Authors Mulnix R, Pitman R, Retzer A, Bertram C, Arasi K, Crees Z, Girard J, Uppada S, Stone A, Puri N

Received 16 September 2013

Accepted for publication 2 November 2013

Published 18 December 2013 Volume 2014:7 Pages 23—32

DOI https://doi.org/10.2147/OTT.S54575

Checked for plagiarism Yes

Review by Single-blind

Peer reviewer comments 4


Richard E Mulnix,1,* Ryan T Pitman,1 Allison Retzer,2 Ceyda Bertram,1 Kavin Arasi,2 Zachary Crees,2 Jennifer Girard,2 Srijayaprakash B Uppada,1 Amanda L Stone,1 Neelu Puri1,*

1Department of Biomedical Sciences, University of Illinois at Chicago, Rockford, IL, USA; 2College of Medicine, University of Illinois at Chicago, Rockford, IL, USA

*These authors contributed equally to this work

Background: Experimental disruption of the telomere overhang induces a potent DNA damage response and is the target of newly emerging cancer therapeutics. Introduction of T-oligo, an eleven-base oligonucleotide homologous to the 3'-telomeric overhang, mimics telomere disruption and induces DNA damage responses through activation of p53, p73, p95/Nbs1, E2F1, pRb, and other DNA damage response proteins. ATM (ataxia telangiectasia mutated) was once thought to be the primary driver of T-oligo-induced DNA damage responses; however, recent experiments have highlighted other key proteins that may also play a significant role.
Methods: To identify proteins associated with T-oligo, MM-AN cells were treated with biotinylated T-oligo or complementary oligonucleotide, cell lysates were run on SDS-PAGE (sodium dodecyl sulfate polyacrylamide gel electrophoresis), and the protein bands observed after treatment of cells with T-oligo or complementary oligonucleotide were analyzed using mass spectrometry.

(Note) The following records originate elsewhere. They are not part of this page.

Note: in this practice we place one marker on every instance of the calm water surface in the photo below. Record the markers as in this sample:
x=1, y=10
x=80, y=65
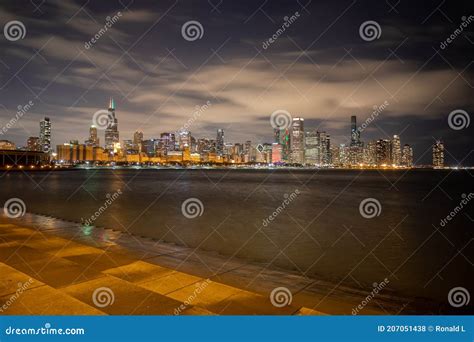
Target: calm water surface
x=320, y=232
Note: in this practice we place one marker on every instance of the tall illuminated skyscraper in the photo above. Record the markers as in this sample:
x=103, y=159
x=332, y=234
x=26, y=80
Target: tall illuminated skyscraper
x=93, y=138
x=438, y=154
x=111, y=132
x=407, y=156
x=220, y=142
x=137, y=140
x=33, y=144
x=355, y=133
x=396, y=152
x=45, y=135
x=311, y=152
x=297, y=141
x=382, y=152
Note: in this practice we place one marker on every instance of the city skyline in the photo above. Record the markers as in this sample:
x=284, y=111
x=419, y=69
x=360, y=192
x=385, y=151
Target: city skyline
x=158, y=77
x=292, y=144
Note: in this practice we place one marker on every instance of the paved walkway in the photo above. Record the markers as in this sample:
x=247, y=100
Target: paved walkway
x=51, y=267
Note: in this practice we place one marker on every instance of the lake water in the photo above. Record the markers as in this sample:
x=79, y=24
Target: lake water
x=319, y=231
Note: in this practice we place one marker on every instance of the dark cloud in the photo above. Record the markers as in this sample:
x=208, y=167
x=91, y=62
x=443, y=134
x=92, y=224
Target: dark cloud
x=319, y=68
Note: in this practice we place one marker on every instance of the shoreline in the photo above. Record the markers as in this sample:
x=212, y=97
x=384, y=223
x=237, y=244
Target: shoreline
x=238, y=279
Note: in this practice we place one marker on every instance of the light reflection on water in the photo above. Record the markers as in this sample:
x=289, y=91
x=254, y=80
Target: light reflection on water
x=320, y=233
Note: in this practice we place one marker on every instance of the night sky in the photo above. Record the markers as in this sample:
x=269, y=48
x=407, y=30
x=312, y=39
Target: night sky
x=319, y=68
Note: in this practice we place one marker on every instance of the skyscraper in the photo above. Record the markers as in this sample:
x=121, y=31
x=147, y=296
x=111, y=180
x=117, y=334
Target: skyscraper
x=382, y=152
x=438, y=154
x=297, y=141
x=45, y=135
x=168, y=141
x=220, y=142
x=137, y=140
x=355, y=133
x=396, y=151
x=324, y=147
x=93, y=138
x=33, y=144
x=311, y=148
x=407, y=156
x=111, y=132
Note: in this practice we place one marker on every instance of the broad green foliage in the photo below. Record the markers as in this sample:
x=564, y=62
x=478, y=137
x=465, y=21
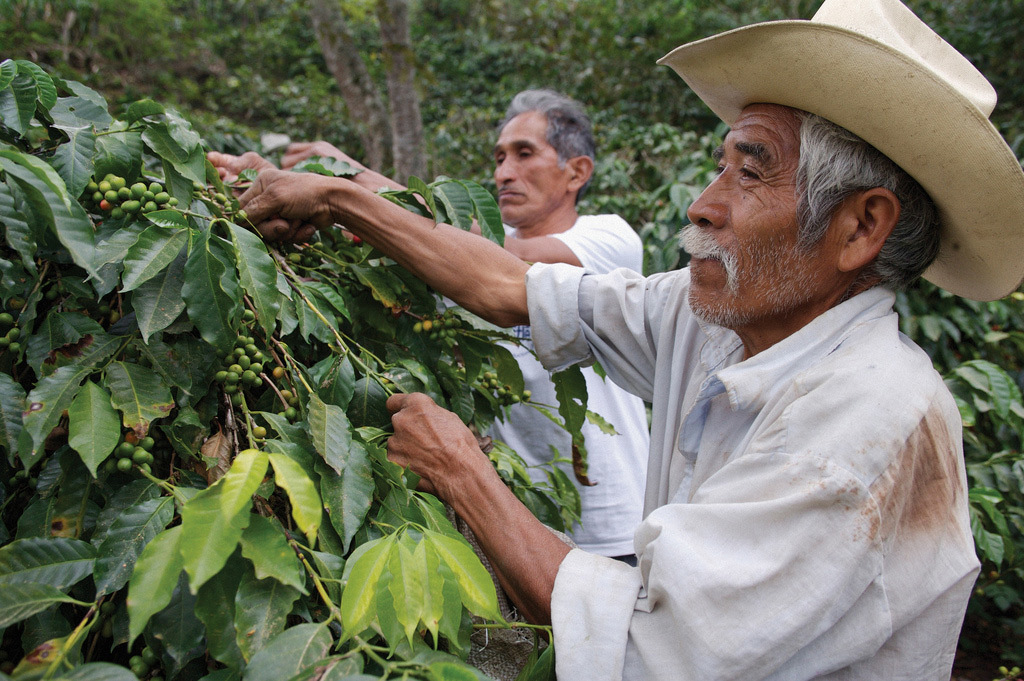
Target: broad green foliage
x=979, y=348
x=193, y=422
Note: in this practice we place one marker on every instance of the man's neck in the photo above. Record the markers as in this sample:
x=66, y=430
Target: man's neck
x=553, y=223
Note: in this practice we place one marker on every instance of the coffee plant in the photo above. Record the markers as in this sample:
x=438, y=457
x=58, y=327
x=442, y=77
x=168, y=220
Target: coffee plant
x=194, y=480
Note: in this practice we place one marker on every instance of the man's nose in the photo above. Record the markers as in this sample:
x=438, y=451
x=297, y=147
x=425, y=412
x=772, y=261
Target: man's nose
x=504, y=172
x=710, y=209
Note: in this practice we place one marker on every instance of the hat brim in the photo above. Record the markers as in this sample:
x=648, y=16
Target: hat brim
x=899, y=107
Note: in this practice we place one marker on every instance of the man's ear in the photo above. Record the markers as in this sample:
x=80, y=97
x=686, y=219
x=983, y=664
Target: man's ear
x=581, y=169
x=864, y=222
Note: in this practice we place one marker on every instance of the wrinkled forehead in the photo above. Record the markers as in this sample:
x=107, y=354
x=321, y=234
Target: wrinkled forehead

To study the effect of T-oligo on expression of hnRNP C1/C2 (heterogeneous nuclear ribonucleoprotein C1 and C2) and purine-rich element binding proteins (Pur proteins), cells were treated with T-oligo, and immunoblotting experiments were performed. To determine their role in senescence, cells were treated with shRNA (short hairpin ribonucleic acid) against these proteins, and senescence was studied using the senescence associated beta-galactosidase assay.
Results: Using mass spectrometry, RNA-binding hnRNP C1/C2 and DNA-binding Pur proteins were found to associate with T-oligo. hnRNP C1/C2 exhibited increased expression (3.6–12.0-fold) in non-small-cell lung cancer (NSCLC) and in melanoma cells (4.5–5.2-fold), and Pur proteins exhibited increased expression of 2.2-fold in NSCLC and 2.0-fold in melanoma cells after T-oligo treatment. Experimental knockdown of hnRNP C1/C2 and Pur-beta completely abrogated T-oligo induced senescence in both MU melanoma and H358 NSCLC cells. Additionally, knockdown of Pur-beta prevented T-oligo-induced phosphorylation of p53, hypophosphorylation of pRb, and upregulation of E2F1, p21, and p53.
Conclusion: These novel findings highlight proteins essential to T-oligo's anticancer effects that may be of interest in telomere biology and cancer therapeutics.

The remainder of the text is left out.